No obstante, la valoración del entorno social y económico es un pilar clave en este caso también, lo que refuerza el contacto con la trabajadora social para poder indagar más al respecto y ofrecer ayuda a todos los niveles.

Finalmente, es primordial que la paciente perciba la presencia de profesionales dispuestos a ayudar y acompañarla en este proceso.

Una forma de acercarse a ella es citarla a corto plazo e invitarla a venir con alguien cercano si es posible y así lo desea, para que su entorno sea conocedor de la situación real y valorar la existencia si los hay, de factores protectores como el apoyo familiar.

Además de para poder realizar un seguimiento más estrecho y descartar posibles complicaciones más graves hasta que recibe tratamiento, o simplemente facilitar su comunicación.

Conclusiones

La depresión posparto es un trastorno del estado de ánimo cuya frecuencia ha ido aumentando de forma notable hasta convertirse en un verdadero problema de salud. Dadas sus potenciales repercusiones en el bienestar de la madre y del bebé, es fundamental un adecuado abordaje y llegar a situarla como una prioridad en Salud Pública.

Es por tanto imprescindible tener en primera línea todos los recursos posibles, así como la existencia de profesionales formados y actualizados y la disponibilidad de unidades especializadas en estas patologías.

Además, se demuestra que la depresión posparto es una patología infradiagnosticada y por tanto se debe incidir en la detección de manifestaciones clínicas y posibles factores de riesgo, así como en la aplicación de herramientas diagnósticas lo más precoz posible. De esta forma se conseguirá también una mejor clasificación y manejo de los síntomas, incluyendo los más severos.

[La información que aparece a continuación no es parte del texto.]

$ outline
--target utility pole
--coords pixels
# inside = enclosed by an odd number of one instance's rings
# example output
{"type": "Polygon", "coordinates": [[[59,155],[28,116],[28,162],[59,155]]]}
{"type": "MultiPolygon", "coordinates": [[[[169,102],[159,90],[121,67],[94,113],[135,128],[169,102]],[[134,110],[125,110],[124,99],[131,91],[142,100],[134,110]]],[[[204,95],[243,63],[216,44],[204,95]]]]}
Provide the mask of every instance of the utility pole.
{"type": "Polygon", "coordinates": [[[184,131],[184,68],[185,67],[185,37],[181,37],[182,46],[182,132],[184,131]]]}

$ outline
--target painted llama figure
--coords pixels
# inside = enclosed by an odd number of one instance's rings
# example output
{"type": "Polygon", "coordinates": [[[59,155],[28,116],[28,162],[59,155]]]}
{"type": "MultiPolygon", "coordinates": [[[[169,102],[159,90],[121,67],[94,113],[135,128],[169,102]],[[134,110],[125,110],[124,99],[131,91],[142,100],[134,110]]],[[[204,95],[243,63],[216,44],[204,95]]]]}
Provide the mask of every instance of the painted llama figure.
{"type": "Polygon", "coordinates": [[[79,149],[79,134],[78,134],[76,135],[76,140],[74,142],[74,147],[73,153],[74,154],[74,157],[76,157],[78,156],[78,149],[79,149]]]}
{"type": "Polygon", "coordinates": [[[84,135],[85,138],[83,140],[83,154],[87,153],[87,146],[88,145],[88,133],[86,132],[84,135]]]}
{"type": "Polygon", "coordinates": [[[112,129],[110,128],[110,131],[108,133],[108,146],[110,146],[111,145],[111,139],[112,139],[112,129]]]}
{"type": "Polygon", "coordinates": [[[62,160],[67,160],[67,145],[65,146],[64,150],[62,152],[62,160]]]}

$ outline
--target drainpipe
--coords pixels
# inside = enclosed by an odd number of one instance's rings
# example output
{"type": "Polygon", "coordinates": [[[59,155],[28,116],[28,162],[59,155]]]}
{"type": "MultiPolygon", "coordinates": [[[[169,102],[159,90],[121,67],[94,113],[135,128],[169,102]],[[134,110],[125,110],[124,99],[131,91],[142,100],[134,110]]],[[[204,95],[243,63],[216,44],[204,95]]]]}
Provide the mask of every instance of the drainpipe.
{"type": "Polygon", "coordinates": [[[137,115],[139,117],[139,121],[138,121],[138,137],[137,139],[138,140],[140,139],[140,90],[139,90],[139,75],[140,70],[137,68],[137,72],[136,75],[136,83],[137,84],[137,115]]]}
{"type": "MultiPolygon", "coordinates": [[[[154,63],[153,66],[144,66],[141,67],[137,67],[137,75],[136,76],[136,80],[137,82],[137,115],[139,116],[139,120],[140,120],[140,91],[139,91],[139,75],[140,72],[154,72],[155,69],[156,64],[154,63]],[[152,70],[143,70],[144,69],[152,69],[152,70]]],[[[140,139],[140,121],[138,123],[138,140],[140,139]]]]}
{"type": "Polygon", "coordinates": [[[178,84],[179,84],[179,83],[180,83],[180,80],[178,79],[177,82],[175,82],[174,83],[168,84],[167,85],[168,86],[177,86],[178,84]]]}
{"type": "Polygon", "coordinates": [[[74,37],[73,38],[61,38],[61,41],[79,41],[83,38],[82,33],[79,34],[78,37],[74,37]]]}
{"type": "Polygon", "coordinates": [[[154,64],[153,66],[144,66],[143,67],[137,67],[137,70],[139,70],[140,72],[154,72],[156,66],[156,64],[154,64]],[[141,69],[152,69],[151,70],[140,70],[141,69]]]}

Finalmente, la concienciación sobre este problema de salud en la población en general es otro de los temas en los que enfocarse.

Sin duda resultaría beneficioso sobre su diagnóstico y pronóstico, teniendo en cuenta no solo la importancia que los factores psicosociales tienen sobre su desarrollo, si no también que la presencia de factores protectores puede llegar a mejorar su evolución, lo cual es reseñable.